Definisi insomnia adalah keluhan gangguan tidur, sama ada kesulitan dalam memulai tidur
atau mempertahankan tidur, dan/atau awal bangun dari tidur.
2. Klasifikasi
Banyak usaha telah dilakukan untuk membagitipe insomnia. Salah satu metode adalah
berdasarkan pada durasi gejala, insomnia dibagi menjadi 2 yaitu insomnia dan akut. National
Institutes of Health (NIH) State of The Science 2005 menyatakan bahwa periode jangka
waktu yang berbeda telah digunakan untuk mendefinisikan insomnia kronis, mulai dari 30
hari hingga 6 bulan. Berbeda dengan insomnia akut/transien, insomnia transien selalunya
disebabkan lingkungan yang spesifik atau peristiwa sosial, seperti kerja shift, kematian orang
yang dicintai, perjalanan lewat udara, kebisingan dan mungkin lebih tepat ditangani dengan
menangani stres ini dan menangani insomnia secara langsung (dan sering sebagai
profilaksis). Di sisi lain, insomnia kronis mungkin lebih sering dikaitkan dengan gangguan
tidur intrinsik, insomnia primer atau kondisi medis dan psikiatris yang kronis dan mungkin
membutuhkan evaluasi lebih lanjut (termasuk penilaian kondisi komorbiditas) untuk
menentukan pengobatan yang tepat. Namun, perlu ditekankan bahwa hubungan antara durasi
tidur, etiologi, dan implikasi dari evaluasi belum juga diselidiki. Insomnia dapat
diklasifikasikan berdasarkan etiologi, yaitu subtipe primer dan sekunder. Istilah primer
menandakan bahwa insomnia yang tidak disebabkan oleh kondisi fisik atau mental yang
diketahui tetapi ditandai oleh satu kumpulan gejala yang konsisten, perjalanan penyakit yang
pasti dan respon umum terhadap pengobatan, meskipun etiologi insomnia primer belum
diklarifikasi, penelitian terbaru mengaitkan endokrin, neurologi, dan faktor-faktor perilaku
sebagai penyumbang terhadap pathogenesisnya. Diperkirakan bahwa diantara pasien yang
didiagnosis dengan insomnia, 25% sampai 30% menderita insomnia primer. Sebaliknya,
insomnia sekunder didefinisikan secara historis sebagai insomnia yang disebabkan oleh
penyakit medis dan psikiatris lainnya, penggunaan obat-obatan atau gangguan tidur primer
lainnya.
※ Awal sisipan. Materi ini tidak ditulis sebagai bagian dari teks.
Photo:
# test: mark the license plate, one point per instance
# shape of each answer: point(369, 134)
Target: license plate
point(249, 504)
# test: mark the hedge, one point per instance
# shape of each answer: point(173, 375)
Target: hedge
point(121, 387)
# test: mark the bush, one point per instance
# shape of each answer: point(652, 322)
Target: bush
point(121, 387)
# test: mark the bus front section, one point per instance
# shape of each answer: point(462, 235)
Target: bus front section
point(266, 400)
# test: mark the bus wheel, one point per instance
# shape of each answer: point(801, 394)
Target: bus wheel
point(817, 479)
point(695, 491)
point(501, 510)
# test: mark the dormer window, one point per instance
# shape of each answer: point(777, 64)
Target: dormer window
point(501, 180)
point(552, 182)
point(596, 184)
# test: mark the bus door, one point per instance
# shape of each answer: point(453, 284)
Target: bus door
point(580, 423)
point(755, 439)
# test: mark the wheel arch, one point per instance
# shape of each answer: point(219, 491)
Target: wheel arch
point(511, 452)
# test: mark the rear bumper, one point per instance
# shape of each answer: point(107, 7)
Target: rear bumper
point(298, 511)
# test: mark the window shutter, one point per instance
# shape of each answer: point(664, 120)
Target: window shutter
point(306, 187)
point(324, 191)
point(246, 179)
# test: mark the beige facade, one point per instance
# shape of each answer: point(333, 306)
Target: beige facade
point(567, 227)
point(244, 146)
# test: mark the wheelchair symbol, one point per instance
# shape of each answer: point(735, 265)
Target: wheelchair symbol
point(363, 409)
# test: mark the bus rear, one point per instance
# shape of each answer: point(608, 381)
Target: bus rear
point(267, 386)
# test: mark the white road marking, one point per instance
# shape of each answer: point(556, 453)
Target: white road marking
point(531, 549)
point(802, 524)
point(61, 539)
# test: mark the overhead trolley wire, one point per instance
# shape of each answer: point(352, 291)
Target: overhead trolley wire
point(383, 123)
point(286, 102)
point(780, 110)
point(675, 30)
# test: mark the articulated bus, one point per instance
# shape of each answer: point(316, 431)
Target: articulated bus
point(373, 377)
Bagaimanapun, NIH State of The Science statement 2005, telah menyarankan
penggunaan istilah komorbid insomnia, daripada insomnia sekunder, yang berdasarkan pada
terbatasnya tingkat pemahaman mengenai hubungan kausal yang terjadi antara insomnia dan
gangguan penyerta. Insomnia primer dapat terjadi secara independen dalam konteks
gangguan lain.
3. Penyebab Insomnia
Orang yang sering terjaga dari tidurnya ternyata dapat disebabkan oleh banyak faktor,
walaupun mungkin satu faktor lebih dominan mempengauhi. Faktor tersebut antara lain:

1. Gangguan Emosional, Tekanan Batin maupun Depresi

Orang yang dalam kesehariannya banyk diliputi oleh tekanan dan ancaman akan sangat
berpotensi untuk insomnia. Hal ini dikarenakan peraaan batinnya yang tidak tenteram.
Orang tersebut akan selalu memikirkan berbagai kejadian yang telah menimpa dirinya.
Seolah tidak menerima kenyatan tentang mengapa semua tekanan datang padanya dan
bagimanapun akan keluar dari permasalahan akan tetapi tetap tidak bisa. Sehingga tidur
pun jadi terganggu karena pikiran terganggu.

2. Penggunaan Obat

Penggunaan obat dalam jumlah yang banyak atau dalam jangka waktu panjang juga akan
mengganggu kegiatan tidur kita. Ada orang yang sangat gemar mengkomsumsi obat.
Sedikit saja badan terasa tidak enak, langsung minum obat, walaupun tubuh belum benar-
benar sakit. Bahkan untukmenjaga tubuh agar tetap bugar saja juga harus minum obat.
Kebiasaan ini dalam jangka panjang dapat menyebabkan gangguan insomnia, walaupun
efek samping obat adalah mengantuk. Mungkin seketika minum obat akan terasa kantuk,
tetapi ketika malam hari insomnia akan tetap datang.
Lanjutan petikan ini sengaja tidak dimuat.